When sports become life, things become complicated

Dakota Ratley

As an avid sports fan, I take my sports very seriously. If my team loses on Saturday afternoon, I’m done for the day. I don’t want to do anything and I don’t want to talk to anybody. I’m just in a bad mood. That begs the question, do we, as a society, take sports too seriously?

Before the accusations of blasphemy come raining in, let me finish. Why do we take such an interest in sport? We feel as if we can be a part of something more. We feel connected to the team. We feel like a part of something bigger than ourselves. We bleed our team colors.

Well, maybe not that literally, but it might as well be for some of us. In all honesty though, why do we take it so seriously that we let it effect our lives negatively? After all, it’s just a game. That’s all it is. While sport has had its moments such as the “Miracle on Ice” that brought a country together, the outcome of the NFL games this Sunday won’t change anything else about our lives. We’ll cheer if our team wins, and we’ll blame the referees if they lose.
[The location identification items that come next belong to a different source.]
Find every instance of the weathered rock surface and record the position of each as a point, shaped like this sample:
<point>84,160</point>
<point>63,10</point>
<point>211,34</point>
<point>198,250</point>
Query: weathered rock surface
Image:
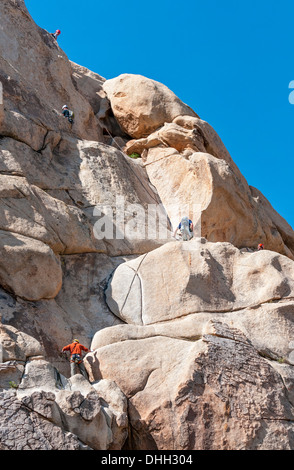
<point>199,277</point>
<point>142,105</point>
<point>211,393</point>
<point>191,343</point>
<point>188,164</point>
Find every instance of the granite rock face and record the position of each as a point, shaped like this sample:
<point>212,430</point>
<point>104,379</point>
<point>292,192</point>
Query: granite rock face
<point>191,342</point>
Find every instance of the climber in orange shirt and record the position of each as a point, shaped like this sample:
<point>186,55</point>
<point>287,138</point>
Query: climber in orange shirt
<point>76,359</point>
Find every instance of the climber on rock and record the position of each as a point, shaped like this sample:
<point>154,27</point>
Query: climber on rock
<point>68,114</point>
<point>56,34</point>
<point>76,360</point>
<point>186,229</point>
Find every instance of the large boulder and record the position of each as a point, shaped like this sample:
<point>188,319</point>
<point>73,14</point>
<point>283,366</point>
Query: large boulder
<point>142,105</point>
<point>197,276</point>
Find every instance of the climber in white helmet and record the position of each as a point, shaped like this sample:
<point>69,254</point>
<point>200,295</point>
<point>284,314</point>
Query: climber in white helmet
<point>56,34</point>
<point>68,114</point>
<point>186,229</point>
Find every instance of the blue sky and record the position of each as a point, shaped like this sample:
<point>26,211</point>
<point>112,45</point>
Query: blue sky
<point>232,61</point>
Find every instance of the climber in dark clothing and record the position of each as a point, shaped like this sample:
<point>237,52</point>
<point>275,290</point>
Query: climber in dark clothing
<point>68,114</point>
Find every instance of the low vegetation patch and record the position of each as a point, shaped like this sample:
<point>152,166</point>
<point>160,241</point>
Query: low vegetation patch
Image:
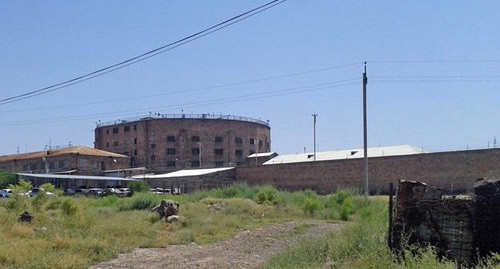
<point>77,232</point>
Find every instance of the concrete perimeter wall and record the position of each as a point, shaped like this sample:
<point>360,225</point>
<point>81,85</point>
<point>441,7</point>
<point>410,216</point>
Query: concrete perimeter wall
<point>456,170</point>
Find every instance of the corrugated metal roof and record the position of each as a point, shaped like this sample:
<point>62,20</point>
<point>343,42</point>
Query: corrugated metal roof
<point>346,154</point>
<point>261,154</point>
<point>186,173</point>
<point>52,176</point>
<point>60,152</point>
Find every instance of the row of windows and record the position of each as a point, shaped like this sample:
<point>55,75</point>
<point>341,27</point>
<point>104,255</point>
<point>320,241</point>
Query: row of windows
<point>41,166</point>
<point>218,139</point>
<point>126,128</point>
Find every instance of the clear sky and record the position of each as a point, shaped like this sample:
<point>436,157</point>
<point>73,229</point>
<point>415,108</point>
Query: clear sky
<point>433,69</point>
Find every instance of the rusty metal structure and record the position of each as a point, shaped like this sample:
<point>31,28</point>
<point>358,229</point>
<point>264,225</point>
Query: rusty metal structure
<point>461,228</point>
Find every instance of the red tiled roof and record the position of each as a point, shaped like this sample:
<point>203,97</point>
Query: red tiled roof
<point>60,152</point>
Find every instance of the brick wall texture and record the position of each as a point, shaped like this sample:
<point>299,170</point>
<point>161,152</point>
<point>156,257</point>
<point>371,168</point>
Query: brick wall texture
<point>457,171</point>
<point>166,144</point>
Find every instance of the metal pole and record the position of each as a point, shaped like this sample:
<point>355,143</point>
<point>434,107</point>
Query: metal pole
<point>314,135</point>
<point>365,135</point>
<point>199,154</point>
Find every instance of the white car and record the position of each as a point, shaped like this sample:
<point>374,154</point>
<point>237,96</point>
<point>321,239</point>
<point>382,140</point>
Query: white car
<point>5,193</point>
<point>36,191</point>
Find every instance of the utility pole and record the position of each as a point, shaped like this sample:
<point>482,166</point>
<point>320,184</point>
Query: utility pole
<point>365,135</point>
<point>314,135</point>
<point>199,154</point>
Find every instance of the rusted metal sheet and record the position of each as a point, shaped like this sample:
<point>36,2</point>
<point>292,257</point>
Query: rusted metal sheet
<point>462,229</point>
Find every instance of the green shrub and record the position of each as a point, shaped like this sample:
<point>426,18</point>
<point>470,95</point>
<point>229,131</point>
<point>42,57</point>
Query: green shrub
<point>340,196</point>
<point>69,207</point>
<point>18,203</point>
<point>346,209</point>
<point>268,194</point>
<point>140,201</point>
<point>139,186</point>
<point>311,205</point>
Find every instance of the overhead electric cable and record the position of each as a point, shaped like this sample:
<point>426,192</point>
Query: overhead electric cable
<point>239,83</point>
<point>143,56</point>
<point>252,96</point>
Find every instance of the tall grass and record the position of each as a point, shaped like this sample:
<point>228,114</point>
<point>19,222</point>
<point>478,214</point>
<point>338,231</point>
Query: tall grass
<point>76,232</point>
<point>361,244</point>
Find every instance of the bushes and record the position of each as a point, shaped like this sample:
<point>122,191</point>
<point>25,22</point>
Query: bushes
<point>139,201</point>
<point>69,207</point>
<point>268,194</point>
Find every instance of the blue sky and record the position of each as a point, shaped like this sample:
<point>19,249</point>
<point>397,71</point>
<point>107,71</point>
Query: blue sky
<point>433,69</point>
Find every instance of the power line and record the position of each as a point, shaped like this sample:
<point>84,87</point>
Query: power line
<point>433,61</point>
<point>239,83</point>
<point>241,98</point>
<point>143,56</point>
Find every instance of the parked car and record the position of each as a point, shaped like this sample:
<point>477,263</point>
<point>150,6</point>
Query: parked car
<point>98,192</point>
<point>36,191</point>
<point>126,191</point>
<point>158,191</point>
<point>5,193</point>
<point>116,191</point>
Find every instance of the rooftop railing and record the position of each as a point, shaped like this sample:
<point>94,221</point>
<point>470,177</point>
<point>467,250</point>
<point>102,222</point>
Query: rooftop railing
<point>154,116</point>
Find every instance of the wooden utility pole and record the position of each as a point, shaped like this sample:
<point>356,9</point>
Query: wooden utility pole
<point>314,134</point>
<point>365,135</point>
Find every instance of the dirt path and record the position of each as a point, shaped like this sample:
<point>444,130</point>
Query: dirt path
<point>248,249</point>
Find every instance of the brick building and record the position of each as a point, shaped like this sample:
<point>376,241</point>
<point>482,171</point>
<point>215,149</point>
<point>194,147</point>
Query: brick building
<point>167,142</point>
<point>70,160</point>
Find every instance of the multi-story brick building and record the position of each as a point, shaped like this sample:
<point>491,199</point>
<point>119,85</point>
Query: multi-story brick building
<point>163,142</point>
<point>69,160</point>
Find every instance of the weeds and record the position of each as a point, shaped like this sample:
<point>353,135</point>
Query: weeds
<point>80,231</point>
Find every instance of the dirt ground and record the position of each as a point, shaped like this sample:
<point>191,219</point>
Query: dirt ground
<point>248,249</point>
After the tragedy at the Boston Marathon, the fierce rivalry between the Yankees and Red Sox was put on hold. Yankee Stadium displayed “United We Stand,” with both teams’ logos. The atmosphere that night was one that transcended the game. The two bitter rivals put away all animosity for one night, but should it really take a national tragedy for us to realize that this is just a game and we have bigger issues besides which team is better?

I understand that sport is an escape for people. For three hours somebody can forget about everything negative they’re going through, but we all know that one person that takes it too seriously. That person who belittles anyone who doesn’t think their team is the best team in the nation even though they’ve already lost two or three games. That’s the type of fan this is directed to.

Two years ago, a San Fransisco Giants fan was nearly beaten to death outside of Dodger Stadium after a baseball game. Why? He was wearing black and orange instead of grey and blue. No allegiance to a team is worth a human life.

Society loves sports. We always have, and we always will. However, we have to realize that it is just a game. It’s okay to be a hardcore fan. It’s okay to be a bit exuberant when your team wins a Hail Mary at the end of fourth quarter. It’s just important to remember that when it’s your team that loses on that Hail Mary, that it’s just a game, it doesn’t change your immediate life.